U.S. starts forgiving pandemic loans amid criticism, uncertainty By Reuters

© Reuters. FILE PHOTO: U.S. President Trump hosts coronavirus response event at the White House in Washington

By Koh Gui Qing

NEW YORK (Reuters) – As the U.S. government this month begins allowing small businesses to not repay their loans from a $525 billion pandemic relief plan, shifting the cost to American taxpayers, the process and the agency overseeing it have come under blunt criticism by the Congressional watchdog agency.

The loan forgiveness process has drawn complaints from the Government Accountability Office (GAO) that the Small Business Administration has been plagued by a lack of transparency and, also, failed to demonstrate sufficient ability in the program to prevent fraud and abuse.

Last month, the Department of Justice said that it had charged 57 defendants for attempting to steal more than $175 million from the Paycheck Protection Program (PPP).

A Small Business Administration (SBA) spokesperson said on Tuesday that the initial loan payoffs, in which the government sends money to banks to forgive loans taken by small businesses under the PPP, started last Friday.

“What was clear to us with PPP…is that the controls were very weak,” said William Shear, a director of Financial Markets and Community Investment at GAO, a non-partisan watchdog that works for the U.S. Congress. The GAO has issued two lengthy reports since June that were critical of the efficacy of the PPP and other U.S. government responses to the pandemic.

The SBA, which oversees the Paycheck Protection Program and has defended its performance while stressing the challenges of overseeing hundreds of billions of dollars in loans in a short space of time, said it is working with the GAO.

“I reject the sudden claim that SBA is not cooperating with GAO or that we are dragging our feet in responding,” Jovita Carranza, the Administrator of the SBA, said in a statement.

The Department of Treasury, which is working with the SBA on the loan forgiveness process, did not respond to a request for comment.

Introduced in April to help companies weather the economic shutdown brought on by COVID-19, the PPP in four months was responsible for 5.21 million loans ranging from less than $50,000 each to more than $5 million. The rules stipulated that businesses with limited financing options could seek a loan that would later be fully forgiven.

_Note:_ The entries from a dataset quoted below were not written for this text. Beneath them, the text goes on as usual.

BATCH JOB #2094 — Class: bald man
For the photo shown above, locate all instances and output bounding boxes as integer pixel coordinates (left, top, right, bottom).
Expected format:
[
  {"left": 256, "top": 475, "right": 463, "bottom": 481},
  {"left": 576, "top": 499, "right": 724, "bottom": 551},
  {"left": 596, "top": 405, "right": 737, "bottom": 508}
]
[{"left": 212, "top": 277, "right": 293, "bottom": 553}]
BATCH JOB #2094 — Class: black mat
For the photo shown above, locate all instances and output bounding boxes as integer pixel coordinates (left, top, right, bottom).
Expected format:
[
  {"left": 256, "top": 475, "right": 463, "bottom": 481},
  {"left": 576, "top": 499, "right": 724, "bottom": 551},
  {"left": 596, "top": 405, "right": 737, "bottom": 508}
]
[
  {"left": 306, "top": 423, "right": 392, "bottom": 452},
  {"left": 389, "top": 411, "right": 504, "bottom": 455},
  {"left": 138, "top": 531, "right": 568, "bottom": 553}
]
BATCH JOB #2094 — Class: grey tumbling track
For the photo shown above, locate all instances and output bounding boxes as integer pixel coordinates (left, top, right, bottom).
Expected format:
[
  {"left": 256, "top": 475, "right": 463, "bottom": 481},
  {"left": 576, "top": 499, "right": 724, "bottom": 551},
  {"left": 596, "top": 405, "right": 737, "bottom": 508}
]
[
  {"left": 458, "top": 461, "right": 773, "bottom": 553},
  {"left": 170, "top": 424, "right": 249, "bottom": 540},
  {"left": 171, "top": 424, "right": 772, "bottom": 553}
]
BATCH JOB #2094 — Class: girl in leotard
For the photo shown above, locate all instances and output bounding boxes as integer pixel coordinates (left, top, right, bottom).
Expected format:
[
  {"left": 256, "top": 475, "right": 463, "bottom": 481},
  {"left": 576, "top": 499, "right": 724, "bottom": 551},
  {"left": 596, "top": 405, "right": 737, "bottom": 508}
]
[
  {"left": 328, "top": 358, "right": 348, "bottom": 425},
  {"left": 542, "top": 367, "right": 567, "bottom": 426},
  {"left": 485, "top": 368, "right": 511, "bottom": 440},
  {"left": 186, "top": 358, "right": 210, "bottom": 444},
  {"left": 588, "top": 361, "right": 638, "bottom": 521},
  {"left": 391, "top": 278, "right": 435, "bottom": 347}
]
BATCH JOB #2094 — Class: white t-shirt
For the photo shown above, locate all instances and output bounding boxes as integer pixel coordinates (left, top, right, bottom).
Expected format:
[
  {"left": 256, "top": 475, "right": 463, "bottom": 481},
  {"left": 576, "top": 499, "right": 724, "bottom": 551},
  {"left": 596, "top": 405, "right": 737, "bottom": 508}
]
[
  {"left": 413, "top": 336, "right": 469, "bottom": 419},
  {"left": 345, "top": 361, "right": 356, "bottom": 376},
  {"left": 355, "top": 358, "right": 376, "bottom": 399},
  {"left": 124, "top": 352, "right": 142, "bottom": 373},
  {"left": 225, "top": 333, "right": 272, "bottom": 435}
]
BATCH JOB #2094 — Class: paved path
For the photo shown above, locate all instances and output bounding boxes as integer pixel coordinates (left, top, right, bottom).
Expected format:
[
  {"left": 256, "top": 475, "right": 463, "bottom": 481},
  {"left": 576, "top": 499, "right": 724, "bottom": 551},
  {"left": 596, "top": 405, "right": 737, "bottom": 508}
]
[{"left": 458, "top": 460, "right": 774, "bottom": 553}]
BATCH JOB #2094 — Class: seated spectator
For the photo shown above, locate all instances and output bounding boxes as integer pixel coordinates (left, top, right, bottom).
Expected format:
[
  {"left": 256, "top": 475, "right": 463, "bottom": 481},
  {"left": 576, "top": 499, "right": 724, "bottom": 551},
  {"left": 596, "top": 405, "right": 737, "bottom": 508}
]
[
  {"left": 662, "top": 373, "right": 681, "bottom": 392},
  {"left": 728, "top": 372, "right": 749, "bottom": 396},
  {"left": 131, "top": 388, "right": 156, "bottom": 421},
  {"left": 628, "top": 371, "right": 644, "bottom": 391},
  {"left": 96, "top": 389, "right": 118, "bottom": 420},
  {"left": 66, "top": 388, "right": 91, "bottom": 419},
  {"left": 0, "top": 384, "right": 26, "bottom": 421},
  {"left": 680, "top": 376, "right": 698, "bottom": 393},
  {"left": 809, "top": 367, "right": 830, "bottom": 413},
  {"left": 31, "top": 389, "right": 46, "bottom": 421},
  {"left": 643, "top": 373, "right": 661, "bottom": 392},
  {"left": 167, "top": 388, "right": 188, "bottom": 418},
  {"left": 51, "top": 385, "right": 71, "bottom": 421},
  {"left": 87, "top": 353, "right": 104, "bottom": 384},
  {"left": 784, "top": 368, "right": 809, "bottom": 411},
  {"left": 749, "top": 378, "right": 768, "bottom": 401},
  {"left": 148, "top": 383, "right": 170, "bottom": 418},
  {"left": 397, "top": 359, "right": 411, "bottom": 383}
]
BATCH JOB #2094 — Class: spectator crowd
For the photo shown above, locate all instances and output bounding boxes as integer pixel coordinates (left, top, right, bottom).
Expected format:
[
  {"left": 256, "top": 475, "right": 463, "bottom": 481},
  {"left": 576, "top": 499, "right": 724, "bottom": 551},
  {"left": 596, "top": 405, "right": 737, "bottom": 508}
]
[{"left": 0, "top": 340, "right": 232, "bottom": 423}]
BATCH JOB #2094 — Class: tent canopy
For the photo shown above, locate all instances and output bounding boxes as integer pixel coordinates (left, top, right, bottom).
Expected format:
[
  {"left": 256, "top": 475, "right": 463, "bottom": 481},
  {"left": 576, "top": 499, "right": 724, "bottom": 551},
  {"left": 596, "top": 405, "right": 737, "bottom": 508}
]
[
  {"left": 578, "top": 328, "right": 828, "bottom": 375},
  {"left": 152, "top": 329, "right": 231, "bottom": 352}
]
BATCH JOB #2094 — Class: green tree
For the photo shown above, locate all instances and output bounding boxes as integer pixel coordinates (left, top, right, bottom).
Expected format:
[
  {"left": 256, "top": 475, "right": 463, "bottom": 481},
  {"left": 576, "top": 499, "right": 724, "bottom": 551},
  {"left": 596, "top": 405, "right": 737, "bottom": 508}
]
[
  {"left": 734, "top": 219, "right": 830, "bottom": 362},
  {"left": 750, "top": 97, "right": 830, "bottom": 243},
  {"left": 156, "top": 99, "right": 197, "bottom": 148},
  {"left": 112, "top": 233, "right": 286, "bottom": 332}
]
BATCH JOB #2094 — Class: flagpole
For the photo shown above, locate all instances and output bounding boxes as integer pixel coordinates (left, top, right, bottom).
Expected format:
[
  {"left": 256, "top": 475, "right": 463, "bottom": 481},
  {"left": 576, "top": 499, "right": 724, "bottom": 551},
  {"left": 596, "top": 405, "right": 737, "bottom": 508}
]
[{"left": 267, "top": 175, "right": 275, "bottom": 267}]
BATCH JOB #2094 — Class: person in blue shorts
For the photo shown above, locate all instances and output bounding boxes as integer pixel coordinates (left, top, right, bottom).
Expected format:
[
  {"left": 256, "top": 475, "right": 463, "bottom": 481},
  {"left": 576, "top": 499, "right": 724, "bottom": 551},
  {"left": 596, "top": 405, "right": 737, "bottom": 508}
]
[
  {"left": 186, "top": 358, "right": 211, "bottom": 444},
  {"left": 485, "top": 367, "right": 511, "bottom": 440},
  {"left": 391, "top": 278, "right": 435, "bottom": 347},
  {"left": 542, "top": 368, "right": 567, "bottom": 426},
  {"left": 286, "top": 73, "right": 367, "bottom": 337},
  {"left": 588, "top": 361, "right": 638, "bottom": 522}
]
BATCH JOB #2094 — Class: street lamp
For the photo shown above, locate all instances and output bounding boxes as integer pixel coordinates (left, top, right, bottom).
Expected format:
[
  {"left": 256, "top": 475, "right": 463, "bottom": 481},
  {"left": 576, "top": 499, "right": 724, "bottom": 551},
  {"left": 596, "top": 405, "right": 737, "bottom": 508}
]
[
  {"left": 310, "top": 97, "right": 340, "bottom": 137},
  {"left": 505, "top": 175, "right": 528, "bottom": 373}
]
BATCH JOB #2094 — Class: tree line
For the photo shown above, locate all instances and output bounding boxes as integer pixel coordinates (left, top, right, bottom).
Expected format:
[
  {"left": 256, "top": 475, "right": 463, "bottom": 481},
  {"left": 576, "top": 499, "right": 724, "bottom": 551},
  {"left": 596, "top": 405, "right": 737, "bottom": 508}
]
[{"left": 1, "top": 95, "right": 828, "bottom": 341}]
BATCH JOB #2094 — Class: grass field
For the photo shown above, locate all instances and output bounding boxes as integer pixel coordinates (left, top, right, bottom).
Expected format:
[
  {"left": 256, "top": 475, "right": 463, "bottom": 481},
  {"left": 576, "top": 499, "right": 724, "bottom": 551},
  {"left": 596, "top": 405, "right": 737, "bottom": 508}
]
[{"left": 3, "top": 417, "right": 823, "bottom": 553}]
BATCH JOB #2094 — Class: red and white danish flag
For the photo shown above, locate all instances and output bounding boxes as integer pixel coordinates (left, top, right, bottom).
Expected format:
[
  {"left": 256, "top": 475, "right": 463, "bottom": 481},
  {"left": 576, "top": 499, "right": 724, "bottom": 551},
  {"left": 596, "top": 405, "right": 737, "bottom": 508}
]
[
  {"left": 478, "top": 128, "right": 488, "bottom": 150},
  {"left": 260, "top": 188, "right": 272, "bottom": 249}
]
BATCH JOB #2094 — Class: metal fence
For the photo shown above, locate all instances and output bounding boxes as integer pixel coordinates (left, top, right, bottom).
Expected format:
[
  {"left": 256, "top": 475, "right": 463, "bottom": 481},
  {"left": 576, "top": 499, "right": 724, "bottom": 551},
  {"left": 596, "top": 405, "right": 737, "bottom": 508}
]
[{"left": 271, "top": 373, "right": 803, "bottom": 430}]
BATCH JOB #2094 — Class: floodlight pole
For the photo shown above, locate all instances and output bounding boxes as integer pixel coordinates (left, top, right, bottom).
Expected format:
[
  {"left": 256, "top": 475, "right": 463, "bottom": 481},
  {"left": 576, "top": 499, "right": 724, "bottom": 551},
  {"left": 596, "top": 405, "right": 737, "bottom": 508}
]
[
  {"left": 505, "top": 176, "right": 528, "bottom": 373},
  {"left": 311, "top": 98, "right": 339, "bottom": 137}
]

The loans would ultimately be paid by taxpayer money, not the businesses that received them from banks, if at least 60 percent was spent on payroll – with the rest going to meeting expenses such as rent, interest on mortgage or utilities.

Tensions between the GAO and the SBA were aired this month at a hearing organized by the U.S. House Small Business Committee, which examines policies for small businesses for the U.S. House of Representatives.

Shear, the GAO official, told Congresswoman Nydia Velazquez that there were “obstructions” when his office tried to get details on PPP loans and other pandemic programs from the SBA. The information was needed, he said, to evaluate how well the SBA was managing the program.

Velazquez, who chairs the committee, said she had called the SBA to expedite the agency’s response. “Probably the obstruction coming out of the SBA is because they knew they did not take or implement the kind of controls to prevent fraud and abuse,” Velazquez said at the hearing.

According to a report published in September by the GAO, plans to safeguard the loan forgiveness process remained incomplete. For instance, the GAO said, banks that issued the loans are the initial deciders of how much of a loan should be forgiven.

But it is unclear to what extent they are responsible for verifying the information provided on applications versus relying on borrowers’ versions of their finances.

Also unclear is the extent to which the SBA intends to review the banks’ decisions, the report said, noting it is a conflict of interest for banks to be heavily involved in loan forgiveness since it is in their interest for loans to be forgiven.

Furthermore, oversight plans to scrutinise loans worth $2 million or less for fraud – which the GAO had recommended in June that the SBA develop – were still being finalized, according to GAO’s September report.

William Manger, an associate administrator at the Office of Capital Access at the SBA, told another hearing organized last month by the Small Business Committee, that the agency was working with the U.S. Department of Treasury and its contractors to finalise a way to review and forgive loans.

“We just want to make sure that whatever we do, we are being responsible to the taxpayer,” he said. “These are taxpayer dollars that we will be paying out.”